How design thinking can help improve analytics outcomes
Blog Posts:Mu Sigma
Published On: 29 December 2014
Design thinking, popularized by the design firm IDEO, is starting to catch on within the decision sciences realm, as pros see its potential impact on analytics consumption. According to Tim Brown, CEO and president of IDEO, it’s about, “matching people’s needs with what is technologically feasible and viable as a business strategy” – in other words, ensuring that data analytics solutions are realistic and executable.
A decision scientist needs to infuse empathy with engineering. However, that can be challenging considering our natural inclination towards the usage of statistical techniques and technology. Having a designer involved in analytics projects from the initial stages helps ensure that the right blend of sensibility, technical feasibility, business viability and consumer needs are considered through the project.

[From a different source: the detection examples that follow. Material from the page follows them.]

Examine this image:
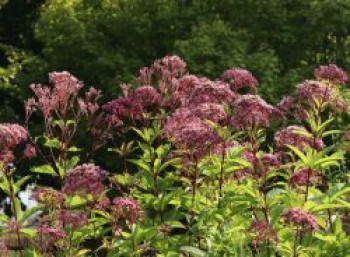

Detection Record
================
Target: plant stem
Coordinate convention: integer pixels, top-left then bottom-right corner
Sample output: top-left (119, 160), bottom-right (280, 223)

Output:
top-left (218, 141), bottom-right (226, 209)
top-left (6, 172), bottom-right (23, 257)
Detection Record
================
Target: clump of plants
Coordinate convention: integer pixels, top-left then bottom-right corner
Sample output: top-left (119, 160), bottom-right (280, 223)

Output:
top-left (0, 56), bottom-right (350, 257)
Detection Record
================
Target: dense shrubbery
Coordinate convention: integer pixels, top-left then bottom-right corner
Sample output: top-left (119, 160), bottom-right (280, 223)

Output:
top-left (0, 56), bottom-right (350, 257)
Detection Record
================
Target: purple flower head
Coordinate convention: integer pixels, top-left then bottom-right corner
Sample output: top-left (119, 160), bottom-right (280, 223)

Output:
top-left (62, 163), bottom-right (107, 197)
top-left (78, 87), bottom-right (101, 116)
top-left (138, 67), bottom-right (153, 85)
top-left (333, 96), bottom-right (348, 112)
top-left (103, 97), bottom-right (144, 120)
top-left (274, 126), bottom-right (324, 150)
top-left (249, 220), bottom-right (277, 248)
top-left (23, 144), bottom-right (36, 159)
top-left (232, 151), bottom-right (259, 180)
top-left (134, 86), bottom-right (162, 106)
top-left (0, 239), bottom-right (10, 254)
top-left (0, 123), bottom-right (28, 152)
top-left (186, 80), bottom-right (236, 106)
top-left (277, 96), bottom-right (295, 113)
top-left (212, 140), bottom-right (242, 156)
top-left (192, 103), bottom-right (227, 123)
top-left (31, 187), bottom-right (66, 207)
top-left (25, 71), bottom-right (83, 120)
top-left (296, 80), bottom-right (334, 104)
top-left (112, 197), bottom-right (140, 224)
top-left (231, 95), bottom-right (284, 130)
top-left (289, 168), bottom-right (324, 187)
top-left (170, 75), bottom-right (209, 109)
top-left (343, 130), bottom-right (350, 141)
top-left (314, 64), bottom-right (348, 86)
top-left (261, 153), bottom-right (281, 173)
top-left (58, 210), bottom-right (88, 229)
top-left (0, 123), bottom-right (28, 163)
top-left (283, 208), bottom-right (318, 233)
top-left (164, 108), bottom-right (219, 150)
top-left (221, 68), bottom-right (259, 92)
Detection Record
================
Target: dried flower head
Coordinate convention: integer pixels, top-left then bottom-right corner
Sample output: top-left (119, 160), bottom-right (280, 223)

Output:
top-left (23, 144), bottom-right (36, 159)
top-left (231, 95), bottom-right (283, 130)
top-left (134, 86), bottom-right (162, 106)
top-left (31, 187), bottom-right (66, 207)
top-left (103, 97), bottom-right (144, 121)
top-left (249, 220), bottom-right (277, 248)
top-left (314, 64), bottom-right (348, 86)
top-left (221, 68), bottom-right (259, 92)
top-left (112, 197), bottom-right (140, 224)
top-left (274, 126), bottom-right (324, 150)
top-left (289, 168), bottom-right (325, 187)
top-left (283, 208), bottom-right (318, 233)
top-left (58, 210), bottom-right (88, 229)
top-left (62, 163), bottom-right (107, 197)
top-left (164, 108), bottom-right (219, 150)
top-left (186, 80), bottom-right (237, 106)
top-left (296, 80), bottom-right (334, 104)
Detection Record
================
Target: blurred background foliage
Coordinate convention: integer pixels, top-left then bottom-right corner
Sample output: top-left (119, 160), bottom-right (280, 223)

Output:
top-left (0, 0), bottom-right (350, 121)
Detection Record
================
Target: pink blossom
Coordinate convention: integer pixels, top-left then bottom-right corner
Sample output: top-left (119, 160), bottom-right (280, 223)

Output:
top-left (314, 64), bottom-right (348, 85)
top-left (23, 144), bottom-right (36, 159)
top-left (283, 208), bottom-right (318, 233)
top-left (274, 126), bottom-right (324, 150)
top-left (289, 168), bottom-right (324, 186)
top-left (164, 108), bottom-right (219, 149)
top-left (58, 210), bottom-right (88, 229)
top-left (186, 80), bottom-right (236, 106)
top-left (62, 163), bottom-right (107, 197)
top-left (231, 95), bottom-right (283, 130)
top-left (249, 220), bottom-right (277, 248)
top-left (221, 68), bottom-right (259, 92)
top-left (103, 97), bottom-right (144, 120)
top-left (112, 197), bottom-right (140, 224)
top-left (31, 187), bottom-right (66, 207)
top-left (297, 80), bottom-right (334, 104)
top-left (134, 86), bottom-right (162, 106)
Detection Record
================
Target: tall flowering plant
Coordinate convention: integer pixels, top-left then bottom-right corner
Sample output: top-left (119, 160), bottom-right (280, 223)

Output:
top-left (0, 56), bottom-right (350, 257)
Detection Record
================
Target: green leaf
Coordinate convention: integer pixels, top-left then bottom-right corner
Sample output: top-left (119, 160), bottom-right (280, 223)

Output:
top-left (180, 246), bottom-right (206, 257)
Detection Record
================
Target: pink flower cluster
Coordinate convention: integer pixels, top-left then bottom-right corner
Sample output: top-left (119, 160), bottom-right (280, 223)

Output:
top-left (283, 208), bottom-right (318, 233)
top-left (249, 220), bottom-right (277, 248)
top-left (62, 163), bottom-right (107, 197)
top-left (164, 108), bottom-right (219, 150)
top-left (103, 97), bottom-right (144, 124)
top-left (58, 210), bottom-right (88, 229)
top-left (0, 123), bottom-right (28, 163)
top-left (221, 68), bottom-right (259, 92)
top-left (274, 125), bottom-right (324, 150)
top-left (297, 80), bottom-right (334, 104)
top-left (186, 80), bottom-right (237, 106)
top-left (37, 225), bottom-right (67, 251)
top-left (25, 71), bottom-right (83, 120)
top-left (314, 64), bottom-right (348, 85)
top-left (231, 95), bottom-right (283, 130)
top-left (112, 197), bottom-right (140, 224)
top-left (289, 168), bottom-right (325, 186)
top-left (31, 187), bottom-right (66, 208)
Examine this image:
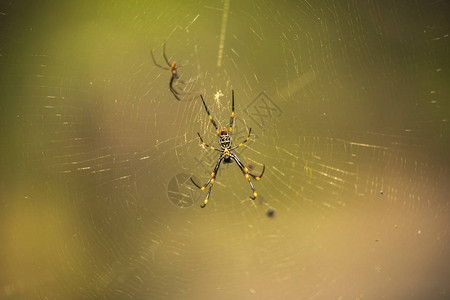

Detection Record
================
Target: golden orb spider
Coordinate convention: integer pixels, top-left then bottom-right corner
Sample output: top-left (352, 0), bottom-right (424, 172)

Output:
top-left (150, 42), bottom-right (184, 101)
top-left (191, 90), bottom-right (266, 208)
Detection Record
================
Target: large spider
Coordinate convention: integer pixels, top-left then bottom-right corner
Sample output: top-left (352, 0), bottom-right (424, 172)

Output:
top-left (191, 90), bottom-right (266, 208)
top-left (150, 42), bottom-right (183, 101)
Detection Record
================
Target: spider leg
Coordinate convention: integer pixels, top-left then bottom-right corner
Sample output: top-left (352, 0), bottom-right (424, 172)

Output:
top-left (191, 155), bottom-right (223, 208)
top-left (230, 90), bottom-right (234, 133)
top-left (230, 128), bottom-right (252, 151)
top-left (150, 50), bottom-right (170, 70)
top-left (197, 132), bottom-right (222, 152)
top-left (169, 76), bottom-right (181, 101)
top-left (200, 95), bottom-right (219, 136)
top-left (230, 153), bottom-right (265, 200)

There are three critical phases where design thinking can positively impact an analytics initiative. They aren’t necessarily sequential, and there may even be some overlap – but at a high level, the phases are Motivation, Idea Refinement and Prototype Evolution.
Following traditional problem-solving approaches such as the Situation-Complication-Question-Answer (SCQA) model may cover the business problem at hand, but does not ensure that the consumer will be able to (or want to) consume the solution. This is where empathy comes in, i.e., putting yourself in the customer’s shoes and asking the right questions. This introspection often leads to a redefinition of the problem itself.
Bank of America’s “Keep the Change” program provides a good lesson in this context. Initially, the team set out to help customers increase their savings – but behaviors are difficult to change. Using design-thinking principles, the bank came up with a debit card that automatically rounded up each transaction to the nearest dollar, depositing the “change” directly into a savings account – making saving effortless. Along with goodwill, this created value for both customers and the bank. As a result of this new service, Bank of America claims to have won five million new customers, seven million new checking accounts and one million new savings accounts, all while helping customers build up savings totaling $500 million.
A decision scientist is on a constant journey to build the empathy muscle by developing and testing ideas iteratively. While solving a problem, putting together a discussion team including people not directly related to the problem will bring robustness to the solution. Role-play techniques will further help to understand the stakeholders, as it’s not always feasible to interact with the end users. This pushes the team to introspect and refine the problem statement.
Design thinking enhances this process by allowing the ‘fail fast and often’ mode, i.e., being creative in problem solving while molding with the iterative feedback.
Once ideas are shortlisted, the focus is to develop consumable solutions. Instead of overwhelming users with near-complete versions, start with simple prototypes with bare necessities to evoke feedback and get to the root of users’ wants, needs and constraints.
Two design students were required to set up a business during a course at IDEO. In a matter of weeks through rapid prototyping, user feedback went from, “This is crap” to “Is this app preloaded on every iPad?” The result—Pulse News—which received public praise from Steve Jobs, has been downloaded by 15 million users, and is one of the original 50 apps in Apple’s App Store.
Just like all other exercises, design thinking requires perspiration. So what is your decision sciences team doing to incorporate design thinking into its everyday work?